Malta Independent Tuesday, 8 April 2008, 00:00 Last update: about 18 years ago

The result of the 2008 election once again exposed how fragile our electoral system is, and that much more needs to be done to find a lasting solution that would guarantee a fair result and eliminate all the possible risks that perverse results could bring about.

A month ago, the Nationalist Party was elected to government with a relative majority of votes, and this in spite of obtaining fewer seats in Parliament. The amendments to the electoral law enacted during the past legislature made sure that the party obtaining the highest number of votes would govern the country.

But the situation would have been completely overturned if a third party had been elected to parliament. If Alternattiva Demokratika or Azzjoni Nazzjonali had elected an MP, it would have been the Labour Party which would have won the election in spite of obtaining fewer votes than the PN.

This is the reason why Dr Lawrence Gonzi was only sworn in as Prime Minister after the counting of votes had been completed, results which confirmed that only two parties will be represented in Parliament. Although the possibility of AD or AN electing a candidate was remote right from the start, the Electoral Commission wanted the vote-counting process to end before it could present the final results to the President, simply because no party had obtained an absolute majority of first count votes.

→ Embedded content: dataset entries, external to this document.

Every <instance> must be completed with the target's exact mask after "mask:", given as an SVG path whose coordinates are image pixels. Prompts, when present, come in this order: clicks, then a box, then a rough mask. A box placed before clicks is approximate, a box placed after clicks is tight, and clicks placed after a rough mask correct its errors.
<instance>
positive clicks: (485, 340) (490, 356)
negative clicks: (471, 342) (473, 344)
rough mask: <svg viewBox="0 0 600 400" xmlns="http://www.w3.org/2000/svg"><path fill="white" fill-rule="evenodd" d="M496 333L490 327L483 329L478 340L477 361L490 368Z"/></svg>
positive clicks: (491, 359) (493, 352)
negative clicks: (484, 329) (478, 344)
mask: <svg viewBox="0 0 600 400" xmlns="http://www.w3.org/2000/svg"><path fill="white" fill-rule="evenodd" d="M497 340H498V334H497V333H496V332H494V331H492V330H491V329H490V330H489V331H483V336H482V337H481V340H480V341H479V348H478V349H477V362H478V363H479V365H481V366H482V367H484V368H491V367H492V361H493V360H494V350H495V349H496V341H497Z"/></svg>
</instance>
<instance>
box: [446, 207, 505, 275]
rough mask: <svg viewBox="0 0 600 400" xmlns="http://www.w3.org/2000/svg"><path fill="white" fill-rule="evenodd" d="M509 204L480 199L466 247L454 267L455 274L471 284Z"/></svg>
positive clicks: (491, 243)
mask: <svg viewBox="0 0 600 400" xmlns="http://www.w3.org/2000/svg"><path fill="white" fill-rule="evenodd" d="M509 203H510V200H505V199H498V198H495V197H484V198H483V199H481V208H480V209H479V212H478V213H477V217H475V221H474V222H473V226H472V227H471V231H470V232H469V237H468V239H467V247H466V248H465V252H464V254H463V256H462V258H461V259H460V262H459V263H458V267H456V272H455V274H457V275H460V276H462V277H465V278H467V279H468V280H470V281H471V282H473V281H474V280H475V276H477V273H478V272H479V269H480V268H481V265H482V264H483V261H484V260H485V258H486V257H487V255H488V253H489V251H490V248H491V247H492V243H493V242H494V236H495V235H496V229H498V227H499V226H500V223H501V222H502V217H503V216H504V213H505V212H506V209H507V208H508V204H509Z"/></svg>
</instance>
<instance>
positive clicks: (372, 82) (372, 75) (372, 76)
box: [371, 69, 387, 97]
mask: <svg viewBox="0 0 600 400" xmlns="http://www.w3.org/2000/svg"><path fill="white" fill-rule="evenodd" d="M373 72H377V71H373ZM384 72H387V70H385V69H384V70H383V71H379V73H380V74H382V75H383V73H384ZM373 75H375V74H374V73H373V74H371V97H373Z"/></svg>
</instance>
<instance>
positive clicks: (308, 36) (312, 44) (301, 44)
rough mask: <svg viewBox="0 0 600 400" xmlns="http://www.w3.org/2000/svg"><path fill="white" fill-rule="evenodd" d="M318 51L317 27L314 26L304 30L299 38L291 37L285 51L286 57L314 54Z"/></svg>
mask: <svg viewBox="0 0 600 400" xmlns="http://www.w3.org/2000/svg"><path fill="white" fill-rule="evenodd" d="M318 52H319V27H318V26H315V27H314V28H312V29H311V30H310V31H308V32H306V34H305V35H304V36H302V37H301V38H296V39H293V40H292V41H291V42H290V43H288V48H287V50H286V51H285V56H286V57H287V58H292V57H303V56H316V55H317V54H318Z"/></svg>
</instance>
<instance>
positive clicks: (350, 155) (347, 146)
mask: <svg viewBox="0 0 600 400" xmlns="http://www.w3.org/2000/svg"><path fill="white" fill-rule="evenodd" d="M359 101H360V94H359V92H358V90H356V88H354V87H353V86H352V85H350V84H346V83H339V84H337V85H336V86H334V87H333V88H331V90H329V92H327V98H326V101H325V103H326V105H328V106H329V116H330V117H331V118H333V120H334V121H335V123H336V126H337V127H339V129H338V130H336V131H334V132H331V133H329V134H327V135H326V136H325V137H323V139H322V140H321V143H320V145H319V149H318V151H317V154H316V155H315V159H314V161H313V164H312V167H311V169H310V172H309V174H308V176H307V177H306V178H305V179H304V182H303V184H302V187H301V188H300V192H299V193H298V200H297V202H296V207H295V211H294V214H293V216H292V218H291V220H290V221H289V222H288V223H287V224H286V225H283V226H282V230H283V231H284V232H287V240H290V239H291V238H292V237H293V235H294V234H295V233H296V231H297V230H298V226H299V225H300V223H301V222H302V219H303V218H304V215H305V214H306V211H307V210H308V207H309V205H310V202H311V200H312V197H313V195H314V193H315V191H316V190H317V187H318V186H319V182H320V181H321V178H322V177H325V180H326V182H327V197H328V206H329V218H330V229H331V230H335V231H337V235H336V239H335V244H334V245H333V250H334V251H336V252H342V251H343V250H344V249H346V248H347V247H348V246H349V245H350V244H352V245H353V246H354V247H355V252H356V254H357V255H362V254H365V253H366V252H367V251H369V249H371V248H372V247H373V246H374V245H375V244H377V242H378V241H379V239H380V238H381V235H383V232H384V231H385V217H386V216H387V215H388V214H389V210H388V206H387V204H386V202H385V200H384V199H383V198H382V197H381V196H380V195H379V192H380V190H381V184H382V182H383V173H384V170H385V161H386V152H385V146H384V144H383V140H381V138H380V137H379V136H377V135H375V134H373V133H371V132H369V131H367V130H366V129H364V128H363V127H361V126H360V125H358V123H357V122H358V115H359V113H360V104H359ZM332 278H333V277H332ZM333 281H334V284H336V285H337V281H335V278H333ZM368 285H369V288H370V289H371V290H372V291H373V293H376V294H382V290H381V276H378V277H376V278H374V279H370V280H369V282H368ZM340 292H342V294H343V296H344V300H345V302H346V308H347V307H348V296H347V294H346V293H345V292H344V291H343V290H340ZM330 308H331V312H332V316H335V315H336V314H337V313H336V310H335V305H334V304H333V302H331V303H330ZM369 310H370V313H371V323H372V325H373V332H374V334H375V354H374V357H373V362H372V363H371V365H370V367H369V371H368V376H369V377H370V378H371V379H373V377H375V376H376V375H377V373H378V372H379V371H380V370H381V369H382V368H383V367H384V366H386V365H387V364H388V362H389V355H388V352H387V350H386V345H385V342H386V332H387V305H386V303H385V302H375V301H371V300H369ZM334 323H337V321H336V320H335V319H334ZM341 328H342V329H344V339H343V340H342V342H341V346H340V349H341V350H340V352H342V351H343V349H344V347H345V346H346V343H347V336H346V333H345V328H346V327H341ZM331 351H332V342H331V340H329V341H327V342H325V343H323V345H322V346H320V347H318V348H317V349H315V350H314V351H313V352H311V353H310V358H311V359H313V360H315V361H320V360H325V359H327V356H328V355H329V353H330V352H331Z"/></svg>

We have come a long way since the 1981 election result. That time, the MLP had obtained a minority of votes but remained in government because it had obtained a larger number of seats in Parliament. Before the 1987 election, amendments were made to ensure that the party obtaining a majority of votes takes over the country’s administration, and this through extra seats being given to that party to give it a majority in Parliament.

It happened twice that this amendment was needed to give the PN (1987) and the MLP (1996) the possibility to govern. In the last legislature, we moved up another step in ensuring that even a relative majority of votes would allow a party to government, but this only if two parties elected representatives.

Now we need to look further ahead, and even Dr Gonzi made it a point to mention the issue during the mass meeting held to celebrate the Nationalist Party’s victory on the Granaries in Floriana.

The way our electoral system works, with the division of the country in 13 distinct districts, is far from being perfect, and we saw the results last month. The fact that districts have to be, in terms of number of voters, similar in size – now with the exception of Gozo which, following the last amendments, will remain as one electoral district irrespective of the number of voters it has – opens the way for the possibility of having a party elect more deputies than the party that obtains the overall majority of votes, absolute or relative.

So many votes go to waste because of this, and the matter has always been at the heart of the smaller parties, who have always insisted that as the situation is at present, the chances of them electing a representative is limited.

Now that this election is over – and that we were lucky to have had a perverse result that could be corrected through the constitutional amendments – the parties should sit down together to try to come up with a better solution for the next round of elections.

The next time round a situation that could throw the country into a political crisis could crop up, and this is something that the parties should try hard to avoid by agreeing on a system that covers all possibilities, while at the same time ensuring that the political party that deserves to be elected, is in fact allowed to govern.